In 2023, the GWC board adopted a fresh iteration of the GWC strategic vision, which will be in effect for the next five years. Below is a bulleted summary of the seven pillars of that vision, with the overall focus being to build up theological education in Africa.

As I’ve said, this vision and plan has seven pillars. These can be arranged into three broad areas: leadership development, educational reach, and internal cohesion.

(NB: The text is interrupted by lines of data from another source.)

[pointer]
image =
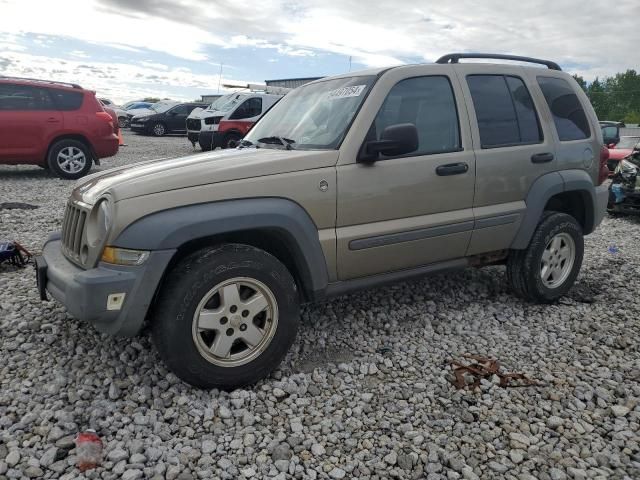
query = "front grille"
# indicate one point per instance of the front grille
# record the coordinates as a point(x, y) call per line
point(72, 230)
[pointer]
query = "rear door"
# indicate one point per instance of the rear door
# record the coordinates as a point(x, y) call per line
point(177, 117)
point(28, 119)
point(513, 147)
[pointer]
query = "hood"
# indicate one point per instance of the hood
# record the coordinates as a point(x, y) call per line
point(619, 153)
point(162, 175)
point(137, 112)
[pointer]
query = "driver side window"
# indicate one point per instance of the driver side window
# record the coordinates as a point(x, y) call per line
point(429, 104)
point(180, 110)
point(251, 107)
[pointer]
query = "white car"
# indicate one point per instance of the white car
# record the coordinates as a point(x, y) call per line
point(228, 119)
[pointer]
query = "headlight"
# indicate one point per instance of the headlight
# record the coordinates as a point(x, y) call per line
point(124, 256)
point(99, 223)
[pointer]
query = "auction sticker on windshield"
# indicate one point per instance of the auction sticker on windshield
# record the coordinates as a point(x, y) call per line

Below, I’ll say a little about each pillar, which is located under their appropriate headers.

Leadership Development

Faculty: GWC aims to continue building a faculty team that seeks its theological unity in Reformed and Evangelical belief, shaped by the deep conviction that there is no other source of God’s revelation outside of the Bible.
Graduates: The goal is to equip future leaders with the ability to interpret and apply Scripture effectively within the context of 21st-century Africa, remaining faithful to Evangelical doctrine while addressing contemporary needs.

Educational Reach

Collaboration: GWC seeks to partner with individuals and organisations committed to strengthening and sustaining theological education across Africa.
Online Expansion: Our strategy emphasises expanding GWC’s reach by offering online courses and making theological education more accessible across Africa.
Thought Leadership: GWC aspires to be a leading voice on theological issues and contribute to critical conversations within the African church, including matters of theological pedagogy.

Internal Cohesion

Harnessing Technology: GWC recognises the power of technology to streamline administration and enrich student learning, but at the same time, wishes to preserve the value of time-honoured teaching practices.

Vibrant College Community: We aspire to build a strong, united college community that includes faculty, staff, and students. This fosters collaboration and a shared sense of purpose.

By focusing on these three broad areas in fresh ways, GWC seeks to continue playing a significant role in equipping future generations of African Christian leaders and shaping theological education for the continent’s varied contexts.